Comment se fait-il que la République française qui parle tant d'universalité de diversité et de tolérance n'arrive pas à admettre ce qu'admettent la plupart des autres pays européens ?
Notre pays a encore perdu, le 7 mai dernier, l'occasion de reconnaître les langues de France.
Or, les langues régionales sont bien des langues, c'est ce qu'affirment les linguistes. Claude Hagège et bien d'autres reconnaissent ainsi la qualité de langue au corse, au picard ou au breton, sans évoquer le basque ou l'occitan. La République n'est pas menacée dans son unité par une ratification de la Charte européenne des langues régionales alors même que l'Allemagne, l'Autriche, le Danemark, l'Espagne, la Finlande, la Hongrie, les Pays-Bas, le Royaume-Uni, la Suède et, bien entendu, la Suisse l'ont ratifiée depuis longtemps sans en avoir en aucune manière souffert. Rappelons-nous qu'il a fallu très longtemps pour que le français prenne une valeur de langue officielle : au moins sept siècles, entre les serments de Strasbourg en 842 à l'ordonnance de Villers-Cotterêts en 1539. Jusque-là, le français n'était pas reconnu comme une langue, mais comme une corruption fautive du latin, voire comme un parler barbare.
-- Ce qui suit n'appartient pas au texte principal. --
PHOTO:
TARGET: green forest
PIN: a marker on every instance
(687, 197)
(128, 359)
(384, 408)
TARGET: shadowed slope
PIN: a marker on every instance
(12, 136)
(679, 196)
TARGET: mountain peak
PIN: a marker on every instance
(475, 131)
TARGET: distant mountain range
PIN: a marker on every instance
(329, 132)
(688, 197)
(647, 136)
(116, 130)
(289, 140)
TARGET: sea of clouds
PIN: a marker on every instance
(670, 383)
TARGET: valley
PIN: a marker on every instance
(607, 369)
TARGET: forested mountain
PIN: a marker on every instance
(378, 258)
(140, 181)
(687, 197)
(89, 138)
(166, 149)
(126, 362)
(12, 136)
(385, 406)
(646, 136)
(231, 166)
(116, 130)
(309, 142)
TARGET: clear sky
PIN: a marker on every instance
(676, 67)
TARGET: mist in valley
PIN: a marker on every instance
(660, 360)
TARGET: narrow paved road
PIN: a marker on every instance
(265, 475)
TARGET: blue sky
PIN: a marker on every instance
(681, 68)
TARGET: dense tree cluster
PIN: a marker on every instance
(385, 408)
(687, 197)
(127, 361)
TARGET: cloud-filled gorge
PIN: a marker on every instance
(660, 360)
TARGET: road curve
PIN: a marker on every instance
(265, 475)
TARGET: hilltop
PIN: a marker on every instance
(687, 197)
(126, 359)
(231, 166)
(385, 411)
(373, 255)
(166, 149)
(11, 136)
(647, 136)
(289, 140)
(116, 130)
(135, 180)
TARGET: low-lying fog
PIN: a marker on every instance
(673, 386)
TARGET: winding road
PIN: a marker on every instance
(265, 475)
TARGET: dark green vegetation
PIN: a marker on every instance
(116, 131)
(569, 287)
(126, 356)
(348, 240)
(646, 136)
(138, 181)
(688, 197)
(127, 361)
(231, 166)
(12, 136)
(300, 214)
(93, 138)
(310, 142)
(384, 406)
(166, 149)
Aujourd'hui, dans le monde, le français s'efface. Il disparaît ou s'affaiblit même dans nos anciennes possessions. Il est marginalisé dans les organisations internationales.
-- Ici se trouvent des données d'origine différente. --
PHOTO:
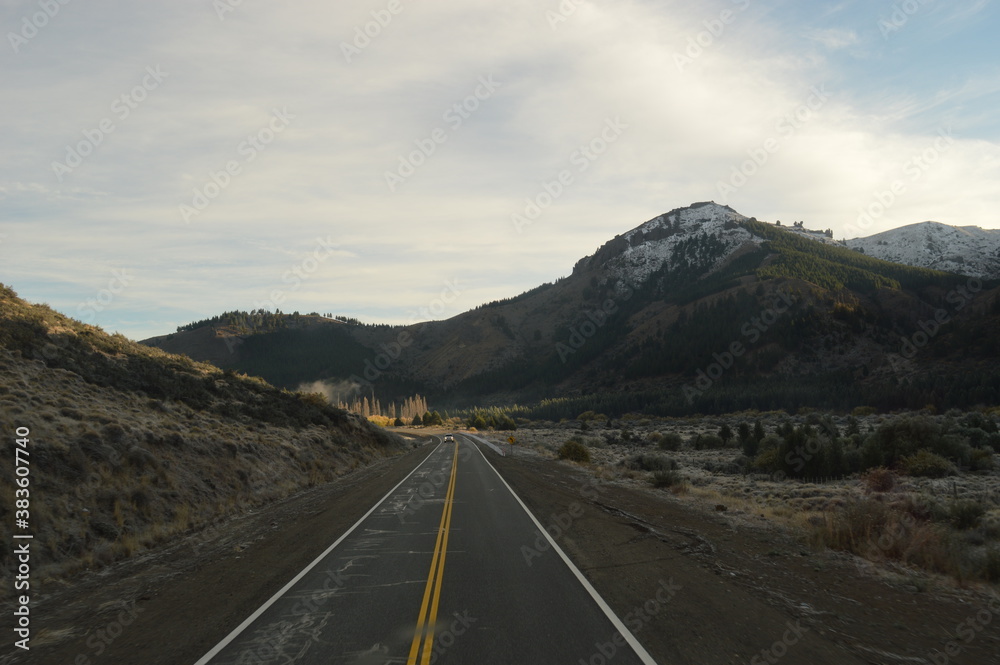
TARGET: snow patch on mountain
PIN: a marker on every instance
(966, 250)
(636, 255)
Tout montre que les langues régionales agonisent en France. Mais, en ce domaine, rien n'est irréversible. Les langues peuvent renaître ou retrouver vie par la reconnaissance, voire l'officialisation. L'hébreu, le norvégien et bien d'autres langues ont été exhumées, adaptées au monde moderne, et manifestent vigueur et succès aujourd'hui.

Le français lui-même a besoin de se régénérer par ces différences, par la confrontation. Ce n'est pas par hasard si beaucoup de nos grands écrivains, de François Villon à Victor Hugo, n'ont pas négligé d'étudier et d'admirer les parlés différents, jusqu'à l'argot, tant méprisé par nos élites, mais tant apprécié des plus grands créateurs de la langue française.
La globalisation linguistique nous conduirait non pas à une « super-langue » très élaborée, mais au contraire à un « basic globish », sorte de volapük utilitaire et acculturé.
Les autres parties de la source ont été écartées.